Pure Sine Wave Inverters: Most everyone knows what a sine wave is; it is a steady, pulsing wave with smooth curves on the top and bottom. It is a clean waveform, and if you looked at the output of one of your wall plugs through an oscilloscope, you would see a sine wave. It alternates high and low – hence the name alternating current (AC). Without getting into the complexities of sine waves as they relate to electricity, just know that the AC power that your power utility sends you and that you use from your wall plugs is pure sine wave power. This is the kind of power sensitive electronics such as computers and televisions like to use – it makes them run better. Fridges and crude power tools don’t much care if they get sine wave or not. On the downside, purse sine wave inverters are the most expensive type of solar inverter you can buy, even if they do put out spotlessly clean power with little or no harmonics.
Modified Sine Wave Inverters: Cheaper than pure sine wave inverters, modified sine wave inverters use an internal algorithm to produce a facsimile of a pure since wave. On the surface, it kind of looks like a sine wave, albeit a crude or pixilated one. AC motors and other appliances will run on modified sine wave inverters, but they do so at an efficiency loss of up to 20 percent due to the extra harmonics in the wave. Where this pertains to solar is that while the inverter itself might be cheaper if you buy a modified sine wave unit, your inverter will put out up to 20 percent less power, meaning you could actually require more solar panels to do the same job as you would if you used a pure sine wave unit. Also, some sensitive electronics don’t run well on modified sine wave as they would on pure sine wave. Price both systems out accordingly!
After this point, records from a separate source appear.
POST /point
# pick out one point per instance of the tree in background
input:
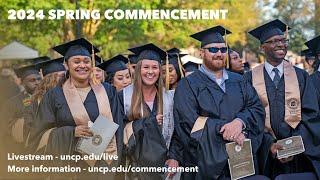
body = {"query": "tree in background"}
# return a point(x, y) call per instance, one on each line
point(115, 36)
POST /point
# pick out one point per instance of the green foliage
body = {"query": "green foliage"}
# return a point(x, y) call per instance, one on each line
point(115, 36)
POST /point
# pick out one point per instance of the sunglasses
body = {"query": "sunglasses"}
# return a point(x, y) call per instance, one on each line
point(215, 50)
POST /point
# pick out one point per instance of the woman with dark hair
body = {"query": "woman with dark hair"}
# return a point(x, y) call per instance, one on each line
point(117, 73)
point(98, 74)
point(66, 112)
point(235, 62)
point(148, 108)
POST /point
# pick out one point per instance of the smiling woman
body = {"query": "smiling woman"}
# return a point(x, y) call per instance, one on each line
point(148, 109)
point(65, 112)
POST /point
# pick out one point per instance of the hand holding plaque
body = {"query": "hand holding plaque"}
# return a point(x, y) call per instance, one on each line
point(291, 146)
point(240, 159)
point(103, 131)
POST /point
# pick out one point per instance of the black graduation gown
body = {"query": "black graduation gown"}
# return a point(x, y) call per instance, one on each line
point(315, 78)
point(308, 128)
point(8, 89)
point(148, 147)
point(197, 95)
point(54, 112)
point(19, 106)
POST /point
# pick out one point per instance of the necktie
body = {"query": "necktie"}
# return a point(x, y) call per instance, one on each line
point(276, 78)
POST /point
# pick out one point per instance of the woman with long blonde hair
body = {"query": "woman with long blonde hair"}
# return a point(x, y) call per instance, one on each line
point(148, 108)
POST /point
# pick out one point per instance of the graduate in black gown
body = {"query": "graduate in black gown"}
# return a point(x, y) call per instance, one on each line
point(132, 63)
point(291, 105)
point(117, 72)
point(148, 108)
point(213, 107)
point(314, 48)
point(64, 113)
point(235, 62)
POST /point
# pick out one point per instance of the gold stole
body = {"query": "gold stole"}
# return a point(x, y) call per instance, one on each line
point(80, 114)
point(292, 95)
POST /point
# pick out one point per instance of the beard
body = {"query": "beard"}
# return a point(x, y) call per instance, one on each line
point(214, 64)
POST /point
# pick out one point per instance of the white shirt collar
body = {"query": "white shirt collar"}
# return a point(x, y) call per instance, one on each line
point(269, 69)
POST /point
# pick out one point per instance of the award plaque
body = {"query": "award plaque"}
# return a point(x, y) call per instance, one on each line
point(292, 146)
point(240, 159)
point(103, 131)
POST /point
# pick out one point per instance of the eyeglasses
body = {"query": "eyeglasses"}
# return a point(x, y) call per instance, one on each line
point(278, 41)
point(215, 50)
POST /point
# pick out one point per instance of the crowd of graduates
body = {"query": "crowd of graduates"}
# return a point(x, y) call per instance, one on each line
point(169, 113)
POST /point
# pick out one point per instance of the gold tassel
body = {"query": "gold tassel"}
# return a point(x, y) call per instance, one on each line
point(287, 32)
point(225, 38)
point(94, 78)
point(41, 73)
point(167, 73)
point(180, 66)
point(129, 67)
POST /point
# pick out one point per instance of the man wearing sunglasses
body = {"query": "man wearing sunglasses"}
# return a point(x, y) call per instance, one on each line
point(291, 107)
point(213, 107)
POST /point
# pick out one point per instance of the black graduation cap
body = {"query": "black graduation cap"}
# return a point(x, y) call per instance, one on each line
point(174, 51)
point(307, 53)
point(149, 51)
point(38, 60)
point(76, 47)
point(25, 71)
point(51, 66)
point(133, 58)
point(176, 62)
point(272, 28)
point(190, 66)
point(314, 45)
point(116, 63)
point(211, 35)
point(98, 60)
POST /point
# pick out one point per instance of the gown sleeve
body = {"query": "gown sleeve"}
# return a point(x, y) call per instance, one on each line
point(60, 140)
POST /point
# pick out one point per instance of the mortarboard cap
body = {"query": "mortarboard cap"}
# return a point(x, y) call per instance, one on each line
point(38, 60)
point(149, 51)
point(76, 47)
point(25, 71)
point(211, 35)
point(133, 58)
point(98, 60)
point(266, 31)
point(190, 66)
point(116, 63)
point(174, 51)
point(314, 45)
point(51, 66)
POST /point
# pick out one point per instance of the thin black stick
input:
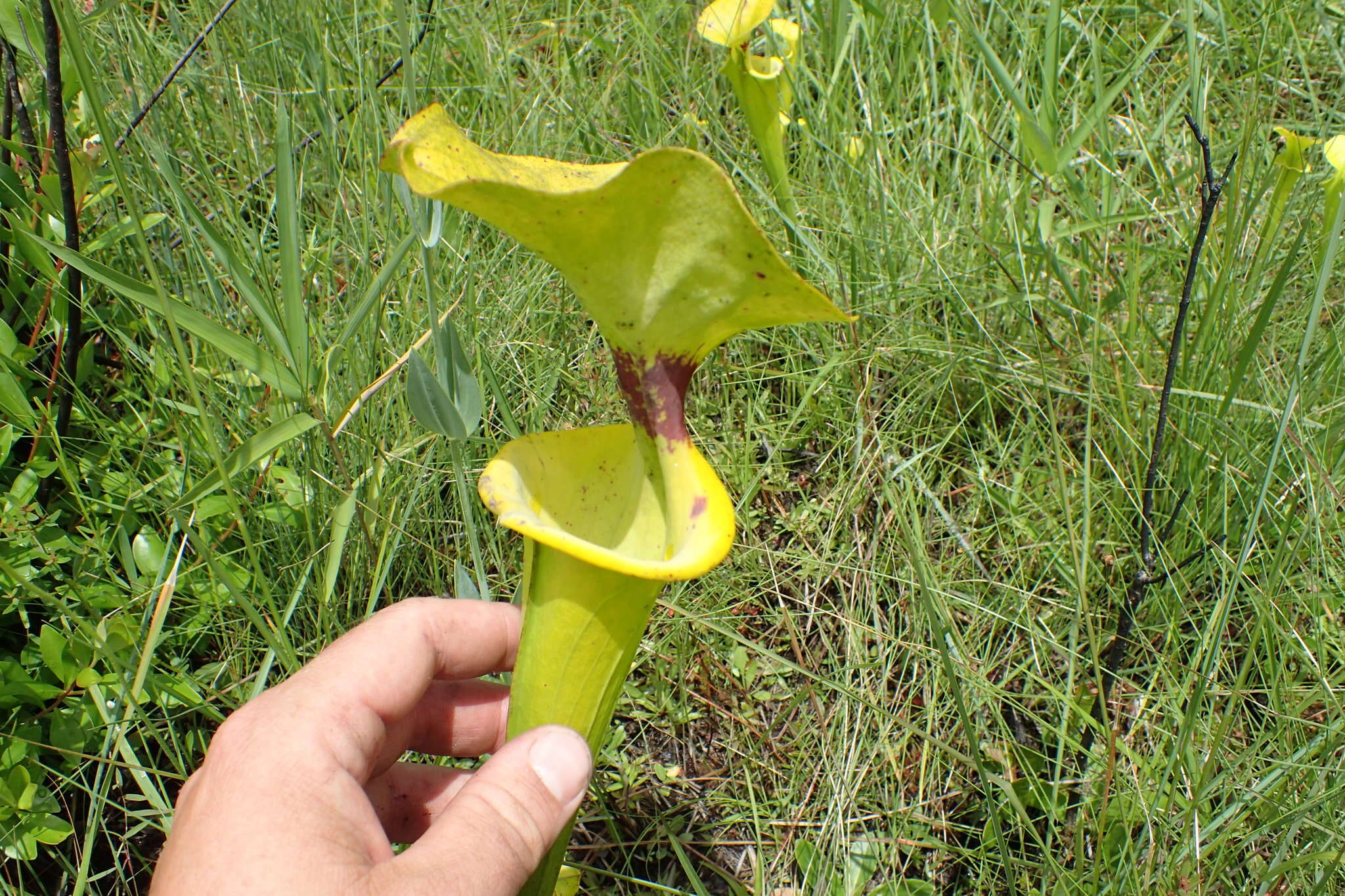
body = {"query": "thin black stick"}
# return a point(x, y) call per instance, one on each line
point(26, 133)
point(69, 211)
point(173, 73)
point(1211, 188)
point(6, 155)
point(318, 132)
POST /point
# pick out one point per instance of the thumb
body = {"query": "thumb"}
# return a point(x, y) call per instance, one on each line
point(499, 826)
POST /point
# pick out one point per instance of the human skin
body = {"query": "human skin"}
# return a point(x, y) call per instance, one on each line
point(303, 790)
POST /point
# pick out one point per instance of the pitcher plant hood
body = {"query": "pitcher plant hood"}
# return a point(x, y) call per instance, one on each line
point(661, 250)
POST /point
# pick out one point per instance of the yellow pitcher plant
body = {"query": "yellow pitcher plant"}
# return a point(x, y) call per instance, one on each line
point(764, 85)
point(669, 263)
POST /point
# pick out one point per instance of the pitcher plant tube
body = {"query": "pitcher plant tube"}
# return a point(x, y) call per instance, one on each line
point(669, 263)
Finally, many solar panels now are available with built-in or onboard inverters. This is a viable option to look into as it spreads the fault tolerance around multiple units, but on the other hand these inverters are located on the panels themselves, and therefore harder to get to and susceptible to things like electromagnetic pulse or geomagnetic interference such as solar flares. Whichever inverter type you choose, make sure you factor all the possibilities into the mix.